Warming Trend
Fortunately, she had the savings to tide her over.
    Lisa, as they walked out the back corridor together, was far more concerned. “Great. No job for ten days maybe two weeks? I was just starting to get on my feet. TBE stuck me with the cell phone contract and I had to buy a car because my name wasn’t on the registration even though I paid for half.”
    Over the last ten days, Ani had heard all about the financial situation left from “The Bitch Ex.” She tried to be encouraging. “Maybe it won’t be that bad.”
    Lisa was almost in tears. “I can’t go two weeks without a paycheck, and I’m not going back to dancing. This is what I get for not having a nest egg. TBE took my nest egg!”
    “Dancing?” It was the first Ani had heard of it. Given Lisa’s graceful voluptuousness, the word exotic immediately sprang to mind.

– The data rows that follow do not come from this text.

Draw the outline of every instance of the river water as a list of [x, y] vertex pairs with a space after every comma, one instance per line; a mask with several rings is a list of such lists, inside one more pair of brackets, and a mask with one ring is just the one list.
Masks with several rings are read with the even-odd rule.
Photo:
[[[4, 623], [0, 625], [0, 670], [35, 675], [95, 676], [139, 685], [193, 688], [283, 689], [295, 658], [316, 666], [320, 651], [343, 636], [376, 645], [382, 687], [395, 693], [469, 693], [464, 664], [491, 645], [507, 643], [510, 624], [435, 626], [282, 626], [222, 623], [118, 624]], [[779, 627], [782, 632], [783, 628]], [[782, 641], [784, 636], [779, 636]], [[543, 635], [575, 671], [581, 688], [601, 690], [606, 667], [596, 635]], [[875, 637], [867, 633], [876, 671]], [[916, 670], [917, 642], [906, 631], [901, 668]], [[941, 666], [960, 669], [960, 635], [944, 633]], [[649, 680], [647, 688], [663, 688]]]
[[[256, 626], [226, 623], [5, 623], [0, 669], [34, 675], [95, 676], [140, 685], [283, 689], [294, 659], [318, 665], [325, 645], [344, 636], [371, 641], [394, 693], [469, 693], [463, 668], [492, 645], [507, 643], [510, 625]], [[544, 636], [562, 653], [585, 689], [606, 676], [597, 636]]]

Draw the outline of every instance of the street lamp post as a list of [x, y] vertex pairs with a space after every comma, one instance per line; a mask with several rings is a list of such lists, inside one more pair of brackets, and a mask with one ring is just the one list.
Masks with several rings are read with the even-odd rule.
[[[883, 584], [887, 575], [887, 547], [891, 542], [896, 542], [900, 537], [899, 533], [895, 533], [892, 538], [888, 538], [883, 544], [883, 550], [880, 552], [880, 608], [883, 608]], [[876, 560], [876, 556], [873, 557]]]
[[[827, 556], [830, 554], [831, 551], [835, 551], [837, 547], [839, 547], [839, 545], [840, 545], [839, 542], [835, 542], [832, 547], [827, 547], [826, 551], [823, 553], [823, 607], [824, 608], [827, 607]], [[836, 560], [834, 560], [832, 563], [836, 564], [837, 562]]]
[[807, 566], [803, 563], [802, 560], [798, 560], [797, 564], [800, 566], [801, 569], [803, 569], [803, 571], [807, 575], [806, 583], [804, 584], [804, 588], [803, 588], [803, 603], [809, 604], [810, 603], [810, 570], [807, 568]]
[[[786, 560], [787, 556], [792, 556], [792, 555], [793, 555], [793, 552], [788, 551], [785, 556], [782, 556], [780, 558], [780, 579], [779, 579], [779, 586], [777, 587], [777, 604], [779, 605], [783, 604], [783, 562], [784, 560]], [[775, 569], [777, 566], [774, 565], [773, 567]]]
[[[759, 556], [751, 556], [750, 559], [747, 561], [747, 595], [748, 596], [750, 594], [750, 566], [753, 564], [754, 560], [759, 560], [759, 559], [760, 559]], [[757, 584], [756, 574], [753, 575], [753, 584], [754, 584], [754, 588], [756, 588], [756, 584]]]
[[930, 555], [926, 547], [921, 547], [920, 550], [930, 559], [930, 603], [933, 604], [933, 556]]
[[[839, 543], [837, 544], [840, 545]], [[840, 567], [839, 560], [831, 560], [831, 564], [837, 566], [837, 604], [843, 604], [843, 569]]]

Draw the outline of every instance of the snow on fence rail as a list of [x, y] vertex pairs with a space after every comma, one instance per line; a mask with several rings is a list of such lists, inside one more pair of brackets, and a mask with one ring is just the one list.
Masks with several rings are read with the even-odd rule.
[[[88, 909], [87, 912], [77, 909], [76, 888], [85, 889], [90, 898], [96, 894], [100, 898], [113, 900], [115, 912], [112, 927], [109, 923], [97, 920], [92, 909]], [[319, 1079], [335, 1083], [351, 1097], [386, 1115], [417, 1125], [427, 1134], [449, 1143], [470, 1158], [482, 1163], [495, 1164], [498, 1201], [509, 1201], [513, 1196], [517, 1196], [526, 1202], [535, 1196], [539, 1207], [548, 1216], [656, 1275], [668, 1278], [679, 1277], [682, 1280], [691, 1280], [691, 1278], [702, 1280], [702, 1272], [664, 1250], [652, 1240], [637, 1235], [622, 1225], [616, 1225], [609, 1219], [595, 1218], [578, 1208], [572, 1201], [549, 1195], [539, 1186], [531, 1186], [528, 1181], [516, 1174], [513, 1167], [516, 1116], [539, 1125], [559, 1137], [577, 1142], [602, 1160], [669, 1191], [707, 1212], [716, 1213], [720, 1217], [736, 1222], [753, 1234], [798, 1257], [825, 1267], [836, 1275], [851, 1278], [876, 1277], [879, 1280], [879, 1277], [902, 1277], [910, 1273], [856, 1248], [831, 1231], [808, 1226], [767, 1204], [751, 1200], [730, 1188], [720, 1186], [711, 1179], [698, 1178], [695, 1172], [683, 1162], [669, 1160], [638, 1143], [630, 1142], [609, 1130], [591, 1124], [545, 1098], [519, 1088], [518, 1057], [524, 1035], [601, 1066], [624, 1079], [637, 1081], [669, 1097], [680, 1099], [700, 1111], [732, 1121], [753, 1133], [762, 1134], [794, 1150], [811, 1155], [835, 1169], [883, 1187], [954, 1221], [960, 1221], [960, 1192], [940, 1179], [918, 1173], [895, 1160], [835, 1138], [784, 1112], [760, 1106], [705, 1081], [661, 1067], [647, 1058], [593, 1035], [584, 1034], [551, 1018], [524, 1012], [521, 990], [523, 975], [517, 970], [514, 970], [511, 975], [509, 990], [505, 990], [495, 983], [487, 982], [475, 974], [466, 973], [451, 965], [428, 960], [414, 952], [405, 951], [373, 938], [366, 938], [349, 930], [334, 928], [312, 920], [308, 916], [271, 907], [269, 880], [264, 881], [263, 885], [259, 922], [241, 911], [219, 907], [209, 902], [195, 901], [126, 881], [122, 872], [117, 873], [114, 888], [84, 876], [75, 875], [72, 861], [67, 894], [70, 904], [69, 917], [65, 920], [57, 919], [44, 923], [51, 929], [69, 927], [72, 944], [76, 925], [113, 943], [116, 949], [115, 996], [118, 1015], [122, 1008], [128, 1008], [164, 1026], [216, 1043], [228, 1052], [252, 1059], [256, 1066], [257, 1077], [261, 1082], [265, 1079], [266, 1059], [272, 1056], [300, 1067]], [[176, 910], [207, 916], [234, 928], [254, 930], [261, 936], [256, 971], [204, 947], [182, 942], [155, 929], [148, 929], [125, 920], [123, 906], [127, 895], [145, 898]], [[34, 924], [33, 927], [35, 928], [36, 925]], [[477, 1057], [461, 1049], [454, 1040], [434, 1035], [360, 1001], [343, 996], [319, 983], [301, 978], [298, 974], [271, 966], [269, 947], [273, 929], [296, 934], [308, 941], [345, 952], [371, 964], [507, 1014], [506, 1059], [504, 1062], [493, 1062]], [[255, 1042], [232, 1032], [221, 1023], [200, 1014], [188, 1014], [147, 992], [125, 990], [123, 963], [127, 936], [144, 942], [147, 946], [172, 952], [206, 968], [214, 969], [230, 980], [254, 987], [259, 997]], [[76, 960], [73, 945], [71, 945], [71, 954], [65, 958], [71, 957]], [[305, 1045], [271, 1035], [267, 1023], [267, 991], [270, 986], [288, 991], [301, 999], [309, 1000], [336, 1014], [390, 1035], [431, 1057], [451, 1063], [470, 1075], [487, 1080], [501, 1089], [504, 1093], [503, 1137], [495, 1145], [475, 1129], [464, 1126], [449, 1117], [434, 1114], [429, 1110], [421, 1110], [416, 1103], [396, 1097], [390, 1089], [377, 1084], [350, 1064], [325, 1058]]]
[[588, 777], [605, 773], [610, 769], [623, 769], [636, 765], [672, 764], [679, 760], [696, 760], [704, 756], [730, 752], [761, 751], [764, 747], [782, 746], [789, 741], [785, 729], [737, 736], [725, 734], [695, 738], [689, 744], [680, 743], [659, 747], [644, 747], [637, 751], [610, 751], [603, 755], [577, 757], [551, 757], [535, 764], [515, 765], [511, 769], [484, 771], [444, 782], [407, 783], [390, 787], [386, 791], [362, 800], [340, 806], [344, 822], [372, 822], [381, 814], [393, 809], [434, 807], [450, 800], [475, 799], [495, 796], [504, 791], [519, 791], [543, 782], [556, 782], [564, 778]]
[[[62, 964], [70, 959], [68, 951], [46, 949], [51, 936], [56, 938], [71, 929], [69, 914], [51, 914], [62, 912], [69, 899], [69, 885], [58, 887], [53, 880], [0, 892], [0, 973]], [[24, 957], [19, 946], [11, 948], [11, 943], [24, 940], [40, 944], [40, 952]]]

    “Not really. More like Lap Sitting and Grinding at that dump near the airport.” Lisa ran her hands through her already wild hair. “What am I going to do?”
    “Come on,” Ani said. “Let’s go find something to eat.”
    “Nothing’s open but the after-hours clubs,” Lisa predicted.
    She turned out to be right, so Ani offered the meager contents of her kitchen and full use of the bathtub, the offer of which vastly improved Lisa’s mood. Lisa proved herself imaginative by making thick instant coffee, adding slugs of chocolate syrup and pouring it all over tall glasses of ice. She didn’t waste any time filling the tub with cold water, stripping down and climbing in. She wasn’t exactly shy in the process.
    “Oh, stop averting your eyes.” She flicked water in Ani’s direction. “You had your chance. The least you could do is leer a little. I need an ego boost.” She leaned back in the tub, eyes closed as she sipped her iced coffee.
    Ani sat on the commode and had to admit that nothing was wrong with Lisa’s body, and a great deal was right. Yet she couldn’t even conjure up a fantasy. Still, there was nothing wrong with flattery. “Okay, I’m leering.”
    Lisa opened one eye. “You are not.”
    “I’m trying.” If she had a tail, she’d have wagged it for emphasis.
    “You are frigid , aren’t you?”
    “I’ve been trying to tell you that.”
    “How come you’re not freaked about no work for two weeks?”
    “I have something put away for a rainy day. I’m Russian on both sides. We believe that life is meant to be a worst-case scenario, and we plan accordingly.” Given her simple life, she lived off her cash tips and banked her paychecks. She sipped the iced concoction, then went to find some coffee liqueur. After doctoring both their glasses, she settled back on her perch and contemplated the next two weeks. She’d only known Lisa a short while, and it wasn’t saying much for her social skills that Lisa was currently her best friend. She had liked it that way, she reminded herself, prided herself on it, in fact. “I could loan you some money.”
    “That’s sweet, but then I’d just owe you money. I’m trying to get out of debt, not deeper in it.”
    “Better me than the telephone company.”
    Lisa sighed. “Thank you. I don’t mean to sound ungracious. It’s just that I thought I’d hit an easy patch for once. Here I was working with a bartender who put out great drinks faster than a speeding bullet, and scooping up all the tips I could handle without getting handled.” She opened her eyes and leaned out of the tub to put her glass on the floor.
    “Leer,” Ani said, legs crossed in front of her. “Boobages, backside leer.”
    “Oh. Stop. I’m blushing. You’re too kind.” Lisa gave her the patented drop dead glare as she rested her chin on the side of the tub. “What’s that?”
    Too late, Ani saw the folded page of the Fairbanks Gazette where she’d last left it, on the short stack of clean towels. “Nothing.”
    Lisa moved faster than she did. “I knew it! It’s that photo you said you didn’t know that professor.”